Last week, on Oct. 1st, I celebrated my 11th year at the Illinois Coalition for Immigrant and Refugee Rights (ICIRR). My first day at ICIRR was a statewide day of action with 21 simultaneous visits to the offices of all 19 of Illinois' Congressmen and both Senators in our push for immigration reform. Eleven years later, we continue to fight for recognition of the 11 million undocumented people in this country -- mothers, fathers, students, children, workers struggling for a better life for themselves and their families.
As a child of immigrants from the Philippine Islands, this work is both personal and professional. The fight for dignity and respect was a familiar fight for my family and me as we navigated the political, social, and economic customs of the United States. Like many aspiring citizens, when their chance to naturalize and become fully American arrived, my parents proudly raised their right hands and swore allegiance to the United States of America. For our family, America is home.

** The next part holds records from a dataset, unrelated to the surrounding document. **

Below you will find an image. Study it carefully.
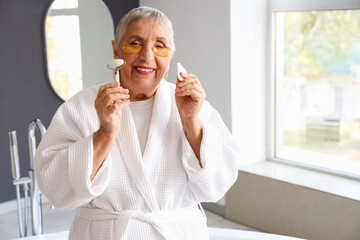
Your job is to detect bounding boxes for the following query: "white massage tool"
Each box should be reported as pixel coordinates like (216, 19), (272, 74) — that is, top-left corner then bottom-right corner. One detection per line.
(107, 59), (126, 83)
(177, 62), (187, 81)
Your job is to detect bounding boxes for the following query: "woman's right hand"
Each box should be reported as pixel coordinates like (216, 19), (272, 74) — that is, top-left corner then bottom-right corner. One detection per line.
(94, 81), (130, 137)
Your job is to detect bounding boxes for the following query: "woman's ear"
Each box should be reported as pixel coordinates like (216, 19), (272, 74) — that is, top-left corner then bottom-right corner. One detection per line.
(111, 40), (119, 59)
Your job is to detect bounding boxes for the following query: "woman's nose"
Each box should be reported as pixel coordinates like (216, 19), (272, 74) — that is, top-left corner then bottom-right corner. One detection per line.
(139, 45), (154, 62)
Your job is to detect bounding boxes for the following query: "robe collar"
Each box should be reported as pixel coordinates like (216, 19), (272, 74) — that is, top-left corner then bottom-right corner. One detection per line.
(116, 79), (171, 212)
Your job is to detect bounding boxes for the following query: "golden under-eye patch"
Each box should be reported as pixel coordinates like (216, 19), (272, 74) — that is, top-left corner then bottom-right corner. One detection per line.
(122, 42), (171, 57)
(122, 41), (143, 54)
(152, 46), (171, 57)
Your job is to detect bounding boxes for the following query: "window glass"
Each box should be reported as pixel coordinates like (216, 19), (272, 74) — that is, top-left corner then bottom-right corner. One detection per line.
(275, 10), (360, 175)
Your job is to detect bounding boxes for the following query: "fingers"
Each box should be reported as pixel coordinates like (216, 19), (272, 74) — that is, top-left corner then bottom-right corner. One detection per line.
(95, 82), (131, 135)
(100, 88), (130, 107)
(177, 73), (202, 88)
(97, 82), (130, 107)
(177, 71), (187, 82)
(97, 81), (120, 97)
(108, 99), (130, 114)
(176, 81), (204, 93)
(176, 84), (203, 95)
(176, 88), (205, 101)
(103, 92), (130, 107)
(175, 73), (205, 100)
(95, 82), (131, 129)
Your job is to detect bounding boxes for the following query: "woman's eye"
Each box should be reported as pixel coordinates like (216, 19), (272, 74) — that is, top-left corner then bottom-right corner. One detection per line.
(155, 44), (165, 49)
(130, 41), (141, 46)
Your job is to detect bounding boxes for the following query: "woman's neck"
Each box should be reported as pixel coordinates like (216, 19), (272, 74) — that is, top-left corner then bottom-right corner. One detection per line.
(120, 80), (160, 101)
(130, 92), (156, 101)
(124, 85), (157, 101)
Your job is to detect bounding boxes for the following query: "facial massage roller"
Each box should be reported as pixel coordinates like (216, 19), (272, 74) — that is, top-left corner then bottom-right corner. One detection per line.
(107, 59), (126, 83)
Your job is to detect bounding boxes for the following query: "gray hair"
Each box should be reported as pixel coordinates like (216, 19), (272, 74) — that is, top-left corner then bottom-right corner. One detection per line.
(114, 6), (176, 53)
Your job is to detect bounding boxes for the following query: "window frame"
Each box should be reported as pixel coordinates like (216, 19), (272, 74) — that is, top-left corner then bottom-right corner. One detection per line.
(267, 0), (360, 180)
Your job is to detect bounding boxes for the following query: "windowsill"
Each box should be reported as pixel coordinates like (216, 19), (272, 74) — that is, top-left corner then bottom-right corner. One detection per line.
(238, 161), (360, 201)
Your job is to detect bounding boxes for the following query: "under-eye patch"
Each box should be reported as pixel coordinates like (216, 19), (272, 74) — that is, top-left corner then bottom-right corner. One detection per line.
(122, 42), (171, 57)
(152, 46), (171, 57)
(122, 41), (143, 54)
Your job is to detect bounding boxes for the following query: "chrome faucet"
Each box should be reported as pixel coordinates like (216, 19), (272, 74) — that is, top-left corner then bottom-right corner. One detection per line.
(28, 119), (46, 235)
(8, 119), (46, 237)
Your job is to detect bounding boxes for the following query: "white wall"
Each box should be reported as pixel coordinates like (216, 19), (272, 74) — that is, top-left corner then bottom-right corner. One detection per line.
(231, 0), (267, 165)
(139, 0), (232, 130)
(79, 0), (114, 88)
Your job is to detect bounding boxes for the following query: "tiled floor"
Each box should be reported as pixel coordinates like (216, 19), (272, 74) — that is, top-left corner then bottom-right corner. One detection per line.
(0, 203), (258, 239)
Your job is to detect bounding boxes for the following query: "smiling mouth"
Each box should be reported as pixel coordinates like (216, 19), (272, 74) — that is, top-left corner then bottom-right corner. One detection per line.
(136, 67), (154, 72)
(134, 66), (156, 74)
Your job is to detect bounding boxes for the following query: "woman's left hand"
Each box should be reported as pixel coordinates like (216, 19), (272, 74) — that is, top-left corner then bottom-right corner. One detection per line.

The American dream of meaningful work, a good education, economic prosperity, and the freedom to travel without fear has become a reality. But our family's immigration story and success cannot fully be realized when we have 11 million people living in the shadows.
We have known this immigration fight would not be easy. Yet despite all the setbacks, the empty promises, the bigotry and hatred, our communities have continued to organize, march, and register people to vote. Last November, the Latino and immigrant communities sent a clear message to both Republicans and Democrats -- we want immigration reform, and we want it NOW!

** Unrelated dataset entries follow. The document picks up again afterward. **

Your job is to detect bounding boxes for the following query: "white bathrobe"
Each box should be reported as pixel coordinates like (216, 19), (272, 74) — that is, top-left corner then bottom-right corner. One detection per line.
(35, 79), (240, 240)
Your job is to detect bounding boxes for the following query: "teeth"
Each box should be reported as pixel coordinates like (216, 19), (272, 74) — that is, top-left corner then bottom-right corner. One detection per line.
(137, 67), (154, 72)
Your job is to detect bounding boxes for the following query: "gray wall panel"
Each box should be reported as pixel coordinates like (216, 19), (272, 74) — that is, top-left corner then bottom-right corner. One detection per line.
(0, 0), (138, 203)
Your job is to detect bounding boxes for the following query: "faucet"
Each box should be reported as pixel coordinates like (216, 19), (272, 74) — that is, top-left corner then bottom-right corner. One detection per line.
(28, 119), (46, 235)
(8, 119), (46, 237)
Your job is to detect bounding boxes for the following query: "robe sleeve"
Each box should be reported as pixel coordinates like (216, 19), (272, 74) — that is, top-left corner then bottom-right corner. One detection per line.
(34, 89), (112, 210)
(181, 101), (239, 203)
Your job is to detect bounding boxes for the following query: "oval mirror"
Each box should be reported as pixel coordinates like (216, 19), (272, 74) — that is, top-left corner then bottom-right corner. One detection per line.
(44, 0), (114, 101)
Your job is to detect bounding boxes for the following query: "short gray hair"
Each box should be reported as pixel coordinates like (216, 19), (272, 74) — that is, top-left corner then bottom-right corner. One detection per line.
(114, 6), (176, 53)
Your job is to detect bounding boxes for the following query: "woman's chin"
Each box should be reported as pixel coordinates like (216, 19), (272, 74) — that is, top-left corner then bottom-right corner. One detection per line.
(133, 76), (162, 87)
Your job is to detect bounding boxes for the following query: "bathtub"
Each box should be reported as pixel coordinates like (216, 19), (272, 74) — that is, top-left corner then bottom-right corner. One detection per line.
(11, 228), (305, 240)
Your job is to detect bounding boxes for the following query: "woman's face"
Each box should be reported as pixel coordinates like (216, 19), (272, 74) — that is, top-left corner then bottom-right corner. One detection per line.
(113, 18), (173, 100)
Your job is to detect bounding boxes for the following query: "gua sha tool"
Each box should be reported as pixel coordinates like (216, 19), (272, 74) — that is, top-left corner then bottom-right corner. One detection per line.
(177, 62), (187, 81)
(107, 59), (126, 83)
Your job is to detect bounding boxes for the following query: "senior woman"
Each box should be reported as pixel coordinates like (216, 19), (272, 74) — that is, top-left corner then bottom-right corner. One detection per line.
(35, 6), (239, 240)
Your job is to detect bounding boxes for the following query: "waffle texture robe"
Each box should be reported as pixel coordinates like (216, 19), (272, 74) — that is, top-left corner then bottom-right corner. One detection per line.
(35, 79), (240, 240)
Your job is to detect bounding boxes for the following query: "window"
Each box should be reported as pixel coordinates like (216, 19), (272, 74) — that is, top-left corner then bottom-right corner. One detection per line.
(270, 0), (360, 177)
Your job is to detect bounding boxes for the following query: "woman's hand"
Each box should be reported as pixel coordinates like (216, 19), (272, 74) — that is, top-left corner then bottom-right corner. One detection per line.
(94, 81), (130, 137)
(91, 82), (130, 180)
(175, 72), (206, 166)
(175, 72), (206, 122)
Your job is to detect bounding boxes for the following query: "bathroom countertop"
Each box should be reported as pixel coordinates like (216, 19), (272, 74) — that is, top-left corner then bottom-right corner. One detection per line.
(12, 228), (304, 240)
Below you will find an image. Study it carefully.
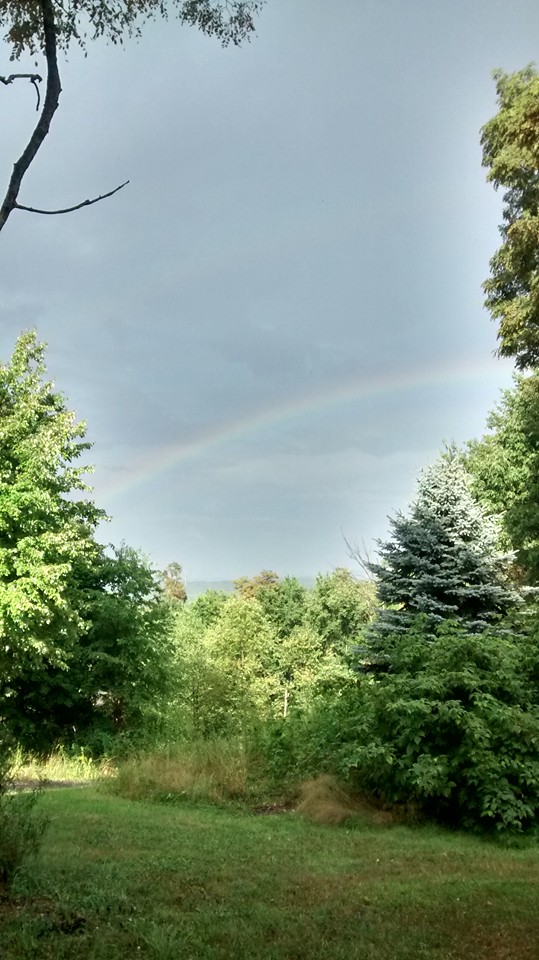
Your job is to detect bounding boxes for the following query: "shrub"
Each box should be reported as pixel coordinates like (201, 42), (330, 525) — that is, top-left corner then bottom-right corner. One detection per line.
(342, 618), (539, 833)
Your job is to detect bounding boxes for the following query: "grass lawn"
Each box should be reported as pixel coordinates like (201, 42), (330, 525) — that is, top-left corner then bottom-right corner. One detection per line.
(1, 786), (539, 959)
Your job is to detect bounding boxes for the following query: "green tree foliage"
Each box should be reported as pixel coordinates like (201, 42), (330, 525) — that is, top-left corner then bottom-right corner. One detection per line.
(366, 451), (519, 658)
(189, 588), (228, 627)
(0, 331), (103, 688)
(234, 571), (306, 638)
(234, 569), (280, 599)
(204, 595), (280, 729)
(169, 586), (351, 740)
(0, 334), (173, 752)
(481, 66), (539, 367)
(169, 602), (229, 738)
(171, 594), (280, 737)
(4, 546), (174, 752)
(466, 372), (539, 584)
(258, 577), (306, 639)
(1, 0), (264, 57)
(307, 568), (376, 655)
(160, 561), (187, 604)
(74, 545), (173, 738)
(341, 619), (539, 833)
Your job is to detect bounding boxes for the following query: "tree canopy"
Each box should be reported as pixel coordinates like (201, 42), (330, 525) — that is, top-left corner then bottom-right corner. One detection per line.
(466, 371), (539, 585)
(1, 0), (263, 57)
(481, 66), (539, 368)
(0, 331), (103, 686)
(0, 332), (173, 750)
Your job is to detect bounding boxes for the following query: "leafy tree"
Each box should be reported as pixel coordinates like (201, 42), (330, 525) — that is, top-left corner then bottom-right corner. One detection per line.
(161, 561), (187, 604)
(307, 568), (376, 655)
(466, 372), (539, 584)
(204, 595), (279, 731)
(234, 571), (306, 638)
(481, 66), (539, 367)
(234, 569), (280, 599)
(3, 545), (173, 750)
(169, 594), (281, 737)
(189, 588), (228, 626)
(256, 577), (306, 639)
(0, 333), (174, 751)
(76, 545), (173, 737)
(366, 451), (519, 659)
(169, 601), (231, 738)
(0, 0), (263, 231)
(0, 331), (103, 691)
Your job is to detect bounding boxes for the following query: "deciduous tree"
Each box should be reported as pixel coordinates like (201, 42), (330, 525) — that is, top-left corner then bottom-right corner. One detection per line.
(0, 331), (103, 690)
(481, 66), (539, 367)
(0, 333), (174, 750)
(161, 561), (187, 604)
(307, 568), (376, 655)
(466, 371), (539, 584)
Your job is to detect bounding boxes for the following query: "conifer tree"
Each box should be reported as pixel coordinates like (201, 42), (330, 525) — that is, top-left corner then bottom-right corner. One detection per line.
(366, 450), (519, 657)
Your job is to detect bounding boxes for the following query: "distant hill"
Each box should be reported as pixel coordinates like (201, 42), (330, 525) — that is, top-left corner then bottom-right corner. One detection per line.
(185, 577), (316, 600)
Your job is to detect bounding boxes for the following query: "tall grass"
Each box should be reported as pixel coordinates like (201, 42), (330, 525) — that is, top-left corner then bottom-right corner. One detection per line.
(112, 739), (253, 803)
(7, 746), (115, 784)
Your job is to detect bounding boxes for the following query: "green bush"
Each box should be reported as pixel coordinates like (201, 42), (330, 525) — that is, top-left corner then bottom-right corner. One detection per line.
(342, 618), (539, 833)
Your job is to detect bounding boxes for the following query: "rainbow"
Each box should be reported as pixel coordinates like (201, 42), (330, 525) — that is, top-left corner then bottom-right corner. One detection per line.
(98, 356), (514, 502)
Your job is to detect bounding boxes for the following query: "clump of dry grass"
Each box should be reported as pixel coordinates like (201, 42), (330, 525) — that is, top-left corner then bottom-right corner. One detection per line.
(112, 740), (250, 803)
(294, 775), (405, 827)
(294, 775), (358, 825)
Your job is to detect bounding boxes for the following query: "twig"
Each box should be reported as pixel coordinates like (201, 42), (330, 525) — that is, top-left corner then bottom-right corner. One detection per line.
(342, 531), (376, 580)
(0, 73), (43, 110)
(14, 180), (130, 216)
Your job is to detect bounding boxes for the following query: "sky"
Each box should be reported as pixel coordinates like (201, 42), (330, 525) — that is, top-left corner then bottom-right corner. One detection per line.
(0, 0), (536, 581)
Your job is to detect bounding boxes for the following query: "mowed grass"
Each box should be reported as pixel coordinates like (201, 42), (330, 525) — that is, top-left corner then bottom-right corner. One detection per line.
(2, 786), (539, 960)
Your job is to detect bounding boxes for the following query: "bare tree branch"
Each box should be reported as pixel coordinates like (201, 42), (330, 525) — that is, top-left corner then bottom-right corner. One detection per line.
(0, 0), (128, 233)
(0, 0), (61, 232)
(1, 2), (261, 235)
(0, 73), (43, 110)
(342, 531), (376, 581)
(0, 74), (42, 82)
(14, 180), (130, 216)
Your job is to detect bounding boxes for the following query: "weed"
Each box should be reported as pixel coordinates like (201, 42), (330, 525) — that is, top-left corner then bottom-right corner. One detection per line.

As Congress continues with their partisan gridlock over the budget, we know that bipartisan support exists for immigration reform. In fact, we believe that there are enough votes in the House of Representatives right now to pass an immigration reform bill if the Republican leadership would allow a vote to happen.
This past Saturday, advocates organized events across the country in 183 cities in 44 states to call for immigration reform. While some may argue that the mid-term elections make immigration impossible to pass at this time, I would say this: Some members of Congress will never support our efforts, and some would say there is never a good time for this vote. For certain, if we do not push, we will never get what we want. As the abolitionist Frederick Douglass once stated, "Power concedes nothing without a demand. It never did and it never will."
Immigration reform IS possible, but only if we collectively demand it. That is why we must take to the streets once more on October 12th.
Like many of you, I have family and friends hurt by our flawed immigration policies. Each day Congress delays, 1100 more families are separated due to deportations. The separation and destruction of families must stop. So today, alongside 200 other people, we will engage in civil disobedience and say to Congress: the time is now for immigration reform.
It is time to get the job done. So as we get arrested in D.C., I ask you to consider joining others in Chicago on Saturday, October 12th to march for dignity and respect for our community, and demand a vote on immigration reform.